Originally Bruce Hudson, and sister ships, were unpowered tank barges, that relied on tugboats to tow them from port to port. This did not prove very workable. In July, 1935, Bruce Hudson capsized in high seas off Cobourg, Ontario, while being towed from Montreal to Port Credit, Ontario, with a load of crude oil. She was towed upside-down to St. Catharines, Ontario, siphoned out, righted, and returned to service. In November 1935, the crew of Bruce Hudson were removed from the barge in high seas, again off Cobourg, when the tug Ethel ran low on fuel and had to leave the vessel adrift on Lake Ontario. The steamer Brulin took the barge in tow and won salvage fees in Exchequer Court of Canada.

In 1939 the vessel underwent the first of several refits. She was lengthened and had a pair of used engines added.

On 26 July 1943, while preparing to ship a highly volatile petroleum product called casinghead gas from East Chicago, Indiana, Bruce Hudson cargo exploded—sending flames shooting hundreds of feet in the air.
Her Captain, his son, and two other crew members were burned, and later died of their burns. Despite heavy damage to her superstructure, Bruce Hudson was repaired and returned to service.

In 1947, Bruce Hudson underwent a second refit, being lengthened and deepened in St. Catharines.

In 1948, Bruce Hudson was sold to Transit Tankers & Terminals Ltd. of Montreal.

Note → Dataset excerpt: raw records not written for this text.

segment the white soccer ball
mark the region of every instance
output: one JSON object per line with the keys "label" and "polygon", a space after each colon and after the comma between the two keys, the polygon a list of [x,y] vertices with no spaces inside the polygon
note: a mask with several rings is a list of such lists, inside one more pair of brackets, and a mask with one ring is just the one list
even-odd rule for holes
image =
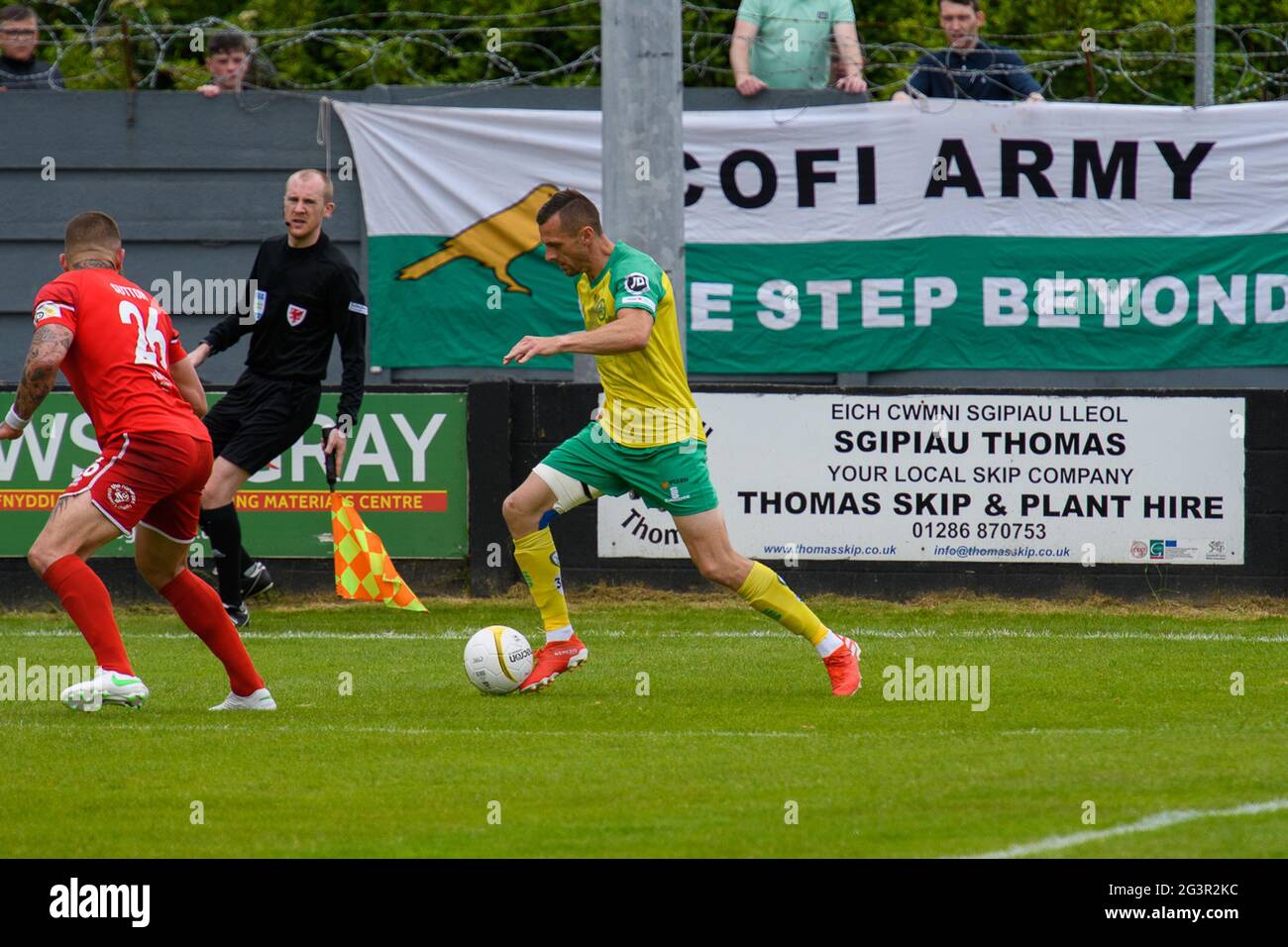
{"label": "white soccer ball", "polygon": [[513,627],[488,625],[465,643],[465,674],[483,693],[510,693],[532,674],[532,646]]}

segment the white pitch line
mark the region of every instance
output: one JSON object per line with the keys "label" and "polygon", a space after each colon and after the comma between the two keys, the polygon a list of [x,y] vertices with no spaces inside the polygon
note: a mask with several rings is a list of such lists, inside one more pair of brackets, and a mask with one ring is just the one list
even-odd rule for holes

In August, 1951, Bruce Hudson ran aground at Wellesley Island, New York, in the Thousand Islands archipelago in the Saint Lawrence River.

In 1952, Bruce Hudson was sold to Coastalake Tankers Ltd. and renamed Coastal Cliff.

In 1957, Coastal Cliff underwent a third refit, being lengthened and re-engined in Montreal.

In 1969 Coastal Cliff was sold to West Indies Transport and renamed Witcroix.

In 1983, Witcroix was scrapped at Cartagena, Colombia.